The Vatican has summoned the Belgian ambassador to the Holy See to convey its anger. In a statement from Bertone's office on Friday, the Vatican said it was astonished and outraged at the violation of the tombs.

Belgian police on Thursday raided the home and former office of former Archbishop Godfried Danneels, taking documents and his personal computer. Police and prosecutors did not say if Danneels was suspected of abuse himself or simply had records pertaining to allegations against another person. He was not questioned.

File - In this Sunday, April 3, 2005 file photo Belgian Cardinal Godfried Danneels leans on his staff while leading a memorial Mass for Pope John Paul II at the St. Michael church in Brussels. The Brussels prosecutor\'s office says police have raided the home and office of Belgium\'s recently retired Archbishop Godfried Danneels as part of a sex-abuse investigation
Photo by Virginia Mayo

Investigators also opened the graves of archbishops in the St. Rombouts Cathedral in Mechlin, north of Brussels, looking for possibly incriminating documents, according to the office of the Brussels public prosecutor.
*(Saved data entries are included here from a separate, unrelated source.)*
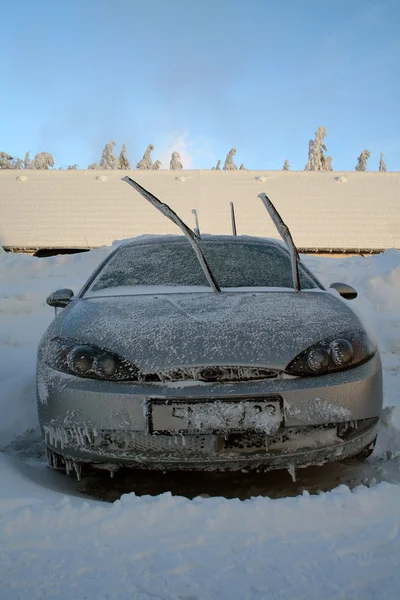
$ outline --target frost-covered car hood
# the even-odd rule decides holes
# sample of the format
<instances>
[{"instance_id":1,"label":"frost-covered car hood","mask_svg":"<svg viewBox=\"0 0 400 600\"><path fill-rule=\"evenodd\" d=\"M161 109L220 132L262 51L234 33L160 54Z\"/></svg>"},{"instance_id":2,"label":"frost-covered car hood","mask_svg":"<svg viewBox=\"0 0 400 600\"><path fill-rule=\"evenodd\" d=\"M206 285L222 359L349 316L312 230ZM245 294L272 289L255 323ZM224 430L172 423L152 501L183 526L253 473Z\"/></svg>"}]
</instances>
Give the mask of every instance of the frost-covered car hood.
<instances>
[{"instance_id":1,"label":"frost-covered car hood","mask_svg":"<svg viewBox=\"0 0 400 600\"><path fill-rule=\"evenodd\" d=\"M343 301L324 291L196 293L83 298L46 339L73 338L116 352L143 373L195 365L284 369L313 343L362 329Z\"/></svg>"}]
</instances>

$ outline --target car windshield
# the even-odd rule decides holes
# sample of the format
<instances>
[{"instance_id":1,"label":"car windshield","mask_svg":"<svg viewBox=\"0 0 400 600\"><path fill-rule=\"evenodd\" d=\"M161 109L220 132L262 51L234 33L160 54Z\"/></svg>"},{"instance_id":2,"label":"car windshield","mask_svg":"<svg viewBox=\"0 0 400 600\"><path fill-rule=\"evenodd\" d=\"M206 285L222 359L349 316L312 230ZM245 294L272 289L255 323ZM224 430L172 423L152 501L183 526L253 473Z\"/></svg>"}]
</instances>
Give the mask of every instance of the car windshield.
<instances>
[{"instance_id":1,"label":"car windshield","mask_svg":"<svg viewBox=\"0 0 400 600\"><path fill-rule=\"evenodd\" d=\"M292 288L290 257L279 246L249 241L200 242L221 288ZM318 287L300 266L302 289ZM132 286L207 286L191 246L183 241L122 247L94 280L90 291Z\"/></svg>"}]
</instances>

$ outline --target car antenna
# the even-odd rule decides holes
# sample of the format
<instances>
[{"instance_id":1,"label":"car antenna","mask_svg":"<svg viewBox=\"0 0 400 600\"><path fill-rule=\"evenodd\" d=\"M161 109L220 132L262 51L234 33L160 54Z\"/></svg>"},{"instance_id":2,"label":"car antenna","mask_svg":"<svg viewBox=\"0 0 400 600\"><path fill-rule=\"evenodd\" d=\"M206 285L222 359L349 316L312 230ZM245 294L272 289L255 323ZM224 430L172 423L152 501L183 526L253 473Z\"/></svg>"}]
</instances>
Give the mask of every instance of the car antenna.
<instances>
[{"instance_id":1,"label":"car antenna","mask_svg":"<svg viewBox=\"0 0 400 600\"><path fill-rule=\"evenodd\" d=\"M231 221L232 221L232 235L236 236L236 218L235 218L235 207L233 206L233 202L229 202L231 207Z\"/></svg>"},{"instance_id":2,"label":"car antenna","mask_svg":"<svg viewBox=\"0 0 400 600\"><path fill-rule=\"evenodd\" d=\"M192 214L194 215L194 220L195 220L195 223L196 223L196 229L193 230L194 235L196 237L198 237L199 239L201 239L201 236L200 236L200 227L199 227L199 219L197 217L197 210L195 208L192 208Z\"/></svg>"},{"instance_id":3,"label":"car antenna","mask_svg":"<svg viewBox=\"0 0 400 600\"><path fill-rule=\"evenodd\" d=\"M215 279L210 269L210 266L206 260L206 257L204 256L203 251L199 246L199 240L194 234L194 232L190 229L190 227L188 227L186 223L182 221L182 219L176 214L176 212L172 210L170 206L168 206L168 204L161 202L161 200L156 198L154 194L142 187L140 183L138 183L131 177L128 177L128 175L126 175L126 177L122 177L121 179L122 181L129 183L129 185L131 185L137 192L139 192L139 194L141 194L143 198L146 198L146 200L148 200L150 204L152 204L165 217L167 217L167 219L170 219L170 221L172 221L173 223L175 223L175 225L178 225L178 227L180 227L183 234L187 237L190 245L195 251L197 259L201 264L201 267L204 271L205 276L207 277L207 281L210 284L211 288L214 290L214 292L220 292L221 288L219 287L217 280Z\"/></svg>"},{"instance_id":4,"label":"car antenna","mask_svg":"<svg viewBox=\"0 0 400 600\"><path fill-rule=\"evenodd\" d=\"M271 200L268 198L267 194L262 192L258 194L258 197L261 198L265 208L268 211L269 216L271 217L275 227L278 230L279 235L285 242L289 254L290 260L292 263L292 277L293 277L293 287L296 292L300 292L300 276L299 276L299 253L295 246L295 243L292 238L292 234L290 233L289 227L283 222L281 215L276 210L275 206L272 204Z\"/></svg>"}]
</instances>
Avvenire, the newspaper of the Italian Bishops' Conference, lamented the "brutality" of the raid on the cathedral, claiming that "there is something that goes beyond the legitimate requirements of justice."

"Does such an assault not assume a symbolic meaning, is it not the sign of a desire to attack the Church in its entirety?" the newspaper said in a front-page editorial Saturday. It said the raid "smacks of a settling of the score" with the church by a secular country.